Loin des bords d'Illyrie, à travers les nuages,
L'Italie à nos yeux découvre ses rivages.

Vous ne combattez plus le dieu qui me punit;
Eloignez-moi des lieux d'où César me bannit.
Je le veux, et le crains...Quelle vague en furie
Dans ce gouffre profond va terminer ma vie!
Je t'implore, ô Neptune! et vous, dieux de la mer,
C'est assez contre moi des traits de Jupiter.
Souffrez que dans l'exil, terminant ma carrière,
Une tranquille mort me ferme la paupière;
Du plus affreux trépas daignez me préserver,
S'il est temps aujourd'hui de vouloir me sauver.

Traduction de le Franc de Pompignan.

$2. 2. Elégie. Sur la disgrâce de M. Fouquet, surintendant des finances.

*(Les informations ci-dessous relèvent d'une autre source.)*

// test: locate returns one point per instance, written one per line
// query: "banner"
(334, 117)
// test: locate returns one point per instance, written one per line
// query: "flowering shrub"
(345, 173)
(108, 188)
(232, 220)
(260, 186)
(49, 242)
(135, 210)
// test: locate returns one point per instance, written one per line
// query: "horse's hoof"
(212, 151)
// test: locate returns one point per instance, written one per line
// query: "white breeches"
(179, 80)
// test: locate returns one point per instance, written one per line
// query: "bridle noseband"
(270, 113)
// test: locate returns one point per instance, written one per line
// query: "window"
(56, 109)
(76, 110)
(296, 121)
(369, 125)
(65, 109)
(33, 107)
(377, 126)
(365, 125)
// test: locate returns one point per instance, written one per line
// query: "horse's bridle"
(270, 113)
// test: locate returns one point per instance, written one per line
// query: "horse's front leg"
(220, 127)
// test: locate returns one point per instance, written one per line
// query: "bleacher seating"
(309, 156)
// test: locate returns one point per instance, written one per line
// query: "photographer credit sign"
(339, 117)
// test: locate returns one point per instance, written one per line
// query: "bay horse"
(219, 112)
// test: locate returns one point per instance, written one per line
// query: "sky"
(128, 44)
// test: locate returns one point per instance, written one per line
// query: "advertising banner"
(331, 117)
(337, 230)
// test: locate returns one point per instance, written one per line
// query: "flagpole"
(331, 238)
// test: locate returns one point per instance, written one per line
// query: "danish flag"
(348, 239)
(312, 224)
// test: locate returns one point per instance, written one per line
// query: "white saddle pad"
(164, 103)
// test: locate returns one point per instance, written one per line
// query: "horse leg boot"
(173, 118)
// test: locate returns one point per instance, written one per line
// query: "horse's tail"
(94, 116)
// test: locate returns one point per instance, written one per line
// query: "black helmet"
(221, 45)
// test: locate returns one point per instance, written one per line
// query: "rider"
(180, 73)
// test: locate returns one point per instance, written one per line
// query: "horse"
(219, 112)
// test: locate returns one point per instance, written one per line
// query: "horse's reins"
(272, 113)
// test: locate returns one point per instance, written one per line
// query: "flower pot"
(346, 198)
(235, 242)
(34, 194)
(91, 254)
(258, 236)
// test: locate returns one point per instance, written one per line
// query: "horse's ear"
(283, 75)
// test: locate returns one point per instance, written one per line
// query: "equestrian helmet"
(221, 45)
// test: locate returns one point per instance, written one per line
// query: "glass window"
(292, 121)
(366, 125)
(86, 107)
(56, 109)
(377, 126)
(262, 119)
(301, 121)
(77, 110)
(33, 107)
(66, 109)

Remplissez l'air de cris en vos grottes profondes,

Pleurez, nymphes de Vaux, faites croître vos ondes,

Et que Lanqueuil enflé ravage les trésors

Dont les regards de Flore ont embelli ces bords:
On ne blâmera plus vos larmes innocentes;
Vous pouvez donner cours à vos douleurs pressantes;
Chacun attend de vous ce devoir généreux;
Les destins sont contens, Oronte est malheureux.
Vous l'avez vu naguère aux bords de vos fontaines,
Qui, sans craindre du sort les faveurs incertaines,
Plein d'éclat, plein de gloire, adoré des mortels,
Recevoit des honneurs qu'on ne doit qu'aux autels.
Hélas! qu'il est déchu de ce bonheur suprême!
Que vous le trouveriez différent de lui-même !
Pour lui les plus beaux jours sont de secondes nuits,
Les soucis dévorans, les regrets, les ennuis,

Hôtes infortunés de sa triste demeure,

En des gouffres de maux le plongent à toute heure;
Voilà le précipice où l'ont enfin jeté

Les attraits enchanteurs de la prospérité.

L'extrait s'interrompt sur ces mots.